Families - The Original Captains of Industry

Maid Elizabeth working for our home business
Yesterday, as I watched my children buzz around the house, completing projects assigned to them, I realized what an industrious group they are.  As each task was completed another brick was laid on which the foundation of our home is anchored.  Without every industrious member of our little band doing his part, the whole of our family would suffer.

For the youngest of our clan, duties range from practicing their copywork to feeding and watering the kitties.  Beds are made and bedrooms tidied.  Socks are paired and the wood box is filled.  As the children get older, their responsibilities increase.  Master Hand Grenade saws and splits firewood and Miss Calamity makes and cans the years supply of Raspberry jam.  Maid Elizabeth busies herself sewing for our home business, baking, cooking and helping me school her younger siblings.  She organizes our nature treks and does craft projects with the kids.  She braids bracelets, zipper pulls and rifle slings from para-cord to sell at gun shows and makes quilts as Christmas gifts for the people she loves.

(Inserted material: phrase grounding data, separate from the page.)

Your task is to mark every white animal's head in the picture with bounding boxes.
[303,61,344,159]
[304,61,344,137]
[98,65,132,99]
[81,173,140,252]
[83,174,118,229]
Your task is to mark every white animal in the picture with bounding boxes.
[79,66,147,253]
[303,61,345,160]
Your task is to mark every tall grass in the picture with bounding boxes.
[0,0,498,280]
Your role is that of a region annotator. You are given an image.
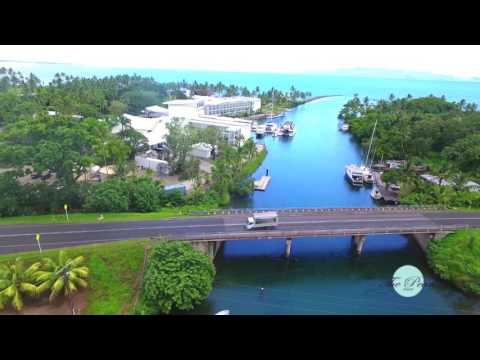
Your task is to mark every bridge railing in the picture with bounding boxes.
[160,223,469,242]
[189,204,446,217]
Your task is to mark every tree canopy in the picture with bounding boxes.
[139,241,215,314]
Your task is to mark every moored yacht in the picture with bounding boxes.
[280,121,295,137]
[265,122,277,134]
[256,125,266,137]
[360,165,374,184]
[345,164,364,186]
[340,124,350,132]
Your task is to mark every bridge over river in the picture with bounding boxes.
[0,207,479,257]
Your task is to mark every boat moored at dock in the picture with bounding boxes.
[370,186,383,200]
[360,165,374,184]
[279,121,295,137]
[345,164,364,186]
[256,125,266,137]
[265,122,278,134]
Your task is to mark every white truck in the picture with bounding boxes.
[245,211,279,230]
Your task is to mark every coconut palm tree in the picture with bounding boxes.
[35,251,89,309]
[0,258,42,311]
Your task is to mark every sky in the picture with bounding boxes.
[1,45,480,80]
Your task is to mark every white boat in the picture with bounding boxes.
[370,186,383,200]
[215,310,230,315]
[280,121,295,137]
[256,125,266,137]
[340,124,350,132]
[345,164,364,186]
[360,165,374,184]
[265,122,277,133]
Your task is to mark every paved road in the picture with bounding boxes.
[0,209,480,254]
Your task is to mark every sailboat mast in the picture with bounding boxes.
[365,117,378,166]
[271,90,274,121]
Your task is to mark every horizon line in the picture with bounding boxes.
[1,59,479,82]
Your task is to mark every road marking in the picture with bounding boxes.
[0,216,479,239]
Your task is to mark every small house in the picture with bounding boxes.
[189,142,214,159]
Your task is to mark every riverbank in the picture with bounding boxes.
[427,229,480,296]
[252,95,342,120]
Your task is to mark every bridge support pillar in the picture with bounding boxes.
[285,238,293,259]
[352,235,366,256]
[191,241,223,260]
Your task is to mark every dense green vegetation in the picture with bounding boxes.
[137,241,215,315]
[427,230,480,295]
[0,68,276,219]
[0,240,148,314]
[340,94,480,207]
[0,250,89,312]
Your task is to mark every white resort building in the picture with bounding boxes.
[116,95,257,151]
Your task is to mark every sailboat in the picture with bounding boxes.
[360,117,378,184]
[344,117,377,186]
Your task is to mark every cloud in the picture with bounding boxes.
[1,45,480,79]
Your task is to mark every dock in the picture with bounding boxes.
[373,172,400,204]
[254,176,271,191]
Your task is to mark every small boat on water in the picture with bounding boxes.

Princess Dragon Snack working on her copywork
Putting carmel on apples
The finished product
Master Calvin and Princess Dragon Snack helping stack wood
Master Hand Grenade and Princess Dragon Snack snapping beans
I love to see industry.  It warms my heart to see our children working together to complete a job that none of them really wanted to do or come together to work to make someone else's load lighter.  I love seeing children engaging their minds and bodies in productive ways that serve people other than themselves.  I love to see industrious little people bent on completing a task, finding a way to do a job better or trying an innovative approach to a mundane job.  I love to see children engaged in life rather than simply absorbing whatever mind-numbing tripe is funneled their way.

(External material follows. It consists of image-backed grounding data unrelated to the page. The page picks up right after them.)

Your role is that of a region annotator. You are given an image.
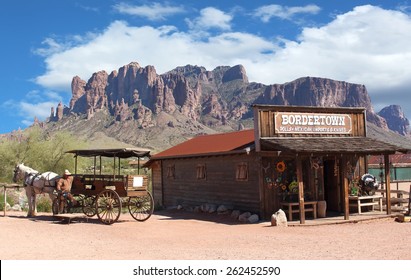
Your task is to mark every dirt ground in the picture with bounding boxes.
[0,210,410,260]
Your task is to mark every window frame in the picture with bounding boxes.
[236,162,248,181]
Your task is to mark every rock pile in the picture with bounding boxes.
[175,203,260,223]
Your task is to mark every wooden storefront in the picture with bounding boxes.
[147,105,409,224]
[254,105,408,223]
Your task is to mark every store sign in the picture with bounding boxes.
[274,112,352,134]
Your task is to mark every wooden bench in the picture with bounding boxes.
[349,195,383,214]
[280,201,318,221]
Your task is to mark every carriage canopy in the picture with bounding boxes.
[65,148,151,158]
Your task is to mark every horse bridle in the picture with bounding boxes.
[13,166,38,186]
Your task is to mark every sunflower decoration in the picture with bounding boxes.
[280,183,287,191]
[276,161,287,173]
[288,180,298,193]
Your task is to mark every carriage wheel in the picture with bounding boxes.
[128,192,154,222]
[81,195,96,217]
[96,189,122,225]
[52,197,68,214]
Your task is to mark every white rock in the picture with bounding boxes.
[231,210,241,219]
[217,205,227,213]
[208,204,217,213]
[248,214,259,223]
[12,204,22,211]
[271,209,288,227]
[238,212,251,222]
[200,204,209,212]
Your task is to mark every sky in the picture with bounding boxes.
[1,0,411,134]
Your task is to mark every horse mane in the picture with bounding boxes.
[18,163,39,175]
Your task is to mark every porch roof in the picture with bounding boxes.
[260,137,408,155]
[150,129,255,160]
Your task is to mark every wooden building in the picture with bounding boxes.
[146,105,409,223]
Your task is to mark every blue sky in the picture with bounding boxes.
[1,0,411,134]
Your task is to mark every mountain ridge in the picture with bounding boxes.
[37,62,411,152]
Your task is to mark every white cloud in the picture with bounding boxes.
[3,90,63,127]
[262,5,411,90]
[34,20,273,91]
[254,4,321,22]
[186,7,233,31]
[20,101,58,125]
[113,2,185,21]
[33,5,411,118]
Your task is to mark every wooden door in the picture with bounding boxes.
[323,159,341,212]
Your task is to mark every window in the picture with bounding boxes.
[166,164,175,179]
[196,164,206,180]
[236,162,248,181]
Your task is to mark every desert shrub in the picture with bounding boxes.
[36,194,53,213]
[0,193,15,211]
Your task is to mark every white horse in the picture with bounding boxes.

Miss Calamity and Master Hand Grenade splitting wood
Maid Elizabeth making fettucini
Families are the first, best place to teach and encourage industry.  We can't expect to plop our children in front of the television or game console and reap the benefits of industry and ingenuity.  As parents, we have the privilege of mentoring the next generation of industry's giants.  But first, we ourselves must be Captains of Industry.


  1. We do our children and our communities a huge disservice when we expect the kids to learn work ethic outside the home. I know several business people who have problems with teenagers that don't have a work ethic. They don't understand the concept of "if you see something that needs to be done, do it" or "many hands make the load lighter". This becomes a bigger problem when the "kids" are adults and don't know how to "work".
    Not all kids, but many...
    Your children look happy to be helping, and your pride in them is well deserved.

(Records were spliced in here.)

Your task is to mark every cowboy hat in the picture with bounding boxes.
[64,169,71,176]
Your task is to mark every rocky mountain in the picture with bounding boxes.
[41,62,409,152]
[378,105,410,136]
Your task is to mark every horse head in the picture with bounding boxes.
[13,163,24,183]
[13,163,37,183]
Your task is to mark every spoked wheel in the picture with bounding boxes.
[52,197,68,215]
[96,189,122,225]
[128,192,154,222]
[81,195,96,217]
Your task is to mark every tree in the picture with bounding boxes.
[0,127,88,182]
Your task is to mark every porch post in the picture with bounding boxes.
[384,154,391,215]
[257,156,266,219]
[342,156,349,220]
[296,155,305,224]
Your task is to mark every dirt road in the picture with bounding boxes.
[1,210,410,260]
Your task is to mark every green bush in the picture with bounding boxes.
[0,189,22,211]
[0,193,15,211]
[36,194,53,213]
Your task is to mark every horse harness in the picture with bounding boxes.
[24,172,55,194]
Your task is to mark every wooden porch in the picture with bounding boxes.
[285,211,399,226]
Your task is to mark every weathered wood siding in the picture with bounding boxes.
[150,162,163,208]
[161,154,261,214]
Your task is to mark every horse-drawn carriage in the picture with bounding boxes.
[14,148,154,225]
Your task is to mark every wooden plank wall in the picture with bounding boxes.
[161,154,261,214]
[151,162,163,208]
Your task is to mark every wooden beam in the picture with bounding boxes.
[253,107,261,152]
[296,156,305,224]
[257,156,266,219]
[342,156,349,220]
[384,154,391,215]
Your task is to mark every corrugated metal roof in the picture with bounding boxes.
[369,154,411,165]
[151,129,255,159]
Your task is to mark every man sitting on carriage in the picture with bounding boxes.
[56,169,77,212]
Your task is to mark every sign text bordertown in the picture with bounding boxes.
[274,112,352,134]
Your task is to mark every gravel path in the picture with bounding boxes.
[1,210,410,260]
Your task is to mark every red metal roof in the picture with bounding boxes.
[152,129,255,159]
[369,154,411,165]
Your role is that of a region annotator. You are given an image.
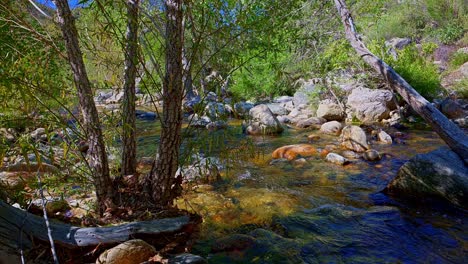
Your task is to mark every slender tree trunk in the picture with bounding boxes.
[53,0,114,213]
[333,0,468,164]
[149,0,184,207]
[121,0,139,176]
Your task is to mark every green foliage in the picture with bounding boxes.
[437,23,465,44]
[449,51,468,68]
[452,78,468,99]
[373,43,441,99]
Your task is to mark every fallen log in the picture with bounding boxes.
[0,200,192,252]
[333,0,468,165]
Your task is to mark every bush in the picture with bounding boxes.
[437,23,465,44]
[449,51,468,69]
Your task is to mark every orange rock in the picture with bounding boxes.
[320,149,329,158]
[272,144,318,161]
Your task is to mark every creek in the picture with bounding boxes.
[135,118,467,263]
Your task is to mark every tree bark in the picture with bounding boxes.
[333,0,468,165]
[52,0,114,213]
[121,0,139,176]
[148,0,184,207]
[0,200,191,250]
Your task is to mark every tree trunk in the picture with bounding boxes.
[148,0,184,207]
[121,0,139,176]
[333,0,468,165]
[52,0,114,213]
[0,200,194,258]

  2. i am so homesick for my childhood home and family after seeing your photos. thankyou for sharing them..

  3. What a beautiful picture of what family living is REALLY all about. I love to see children really experiencing life and playing video games and watching tv is not living at all.

  4. How about the recipe for the carmel you are dipping those apples in :>)

  5. Mentoring as a primary role of Parenthood is where they learn Industry.

    Job well done Enola and Sir Knight!
    Job well done!

    There is so much family joy and love of each other, expressed in these pictures.
    thank you for sharing them.


  6. Such a beautiful family you have. I love the twigs in the carmel apples.


  7. You should look up a Catholic economic theory called Distributism (not the same as the Marxist redistribution of wealth). It seeks to implement the Catholic value of subsidiarity (not the same as subsidy) and solidarity by ensuring the means of production is down at the family level as much as possible and that as many people as possible own property. It was popularized by GK Chesterton and Belloc

    It is very similar to what you describe in your blog post.

    As a Catholic I believe that you can arrive at this state through true free market economics and sound Christian morality.

  8. Anonymous;
    The recipe was in the blog last fall. You can find it here....


  9. love to come to your blog and have a peek on how real family life is . So scary what is going on in this country as far as how parents are raising their children. I always said the downfall of this country started when the mom came out of the house and into the workplace. ( I know there are exceptions to every situation , I speak of the ones that would rather have a giant house and drive an expensive foreign car.)

  10. I have relatives who park their children in front of the idiot box/game console-with absolutely predictable results. My parents were ingenious at making dull,mundane, everyday events interesting..even watching TV(look up TV DXing-learning radio wave propagation while watching the idiot box)-as a pre-teen, setting up a antenna tower and rotor system..just to name one thing. Learning to read at 4, learning to read maps at 6. Calculating scale speeds at 7 or 8(after asking how fast is that Hot Wheel really going?-which led to an afternoon of math made fun). Most children can learn a lot more than they're given credit for,and enjoy it. Don't you remember the joy that went with figuring out something?
    My parents simply got involved-and I suspect they enjoyed it, too.
    One thing that strikes me as odd now is that many times, relatives would just freak after my Dad mentioned something I did-like change a light fixture or some such. Usually,the response was "You let a kid do that?"
    One of the most depressing things, to me, is to see what results from what I call the Ethanol Powered Family. I have way too many relatives like that. If nothing else, I suppose they provide an example of what not to do.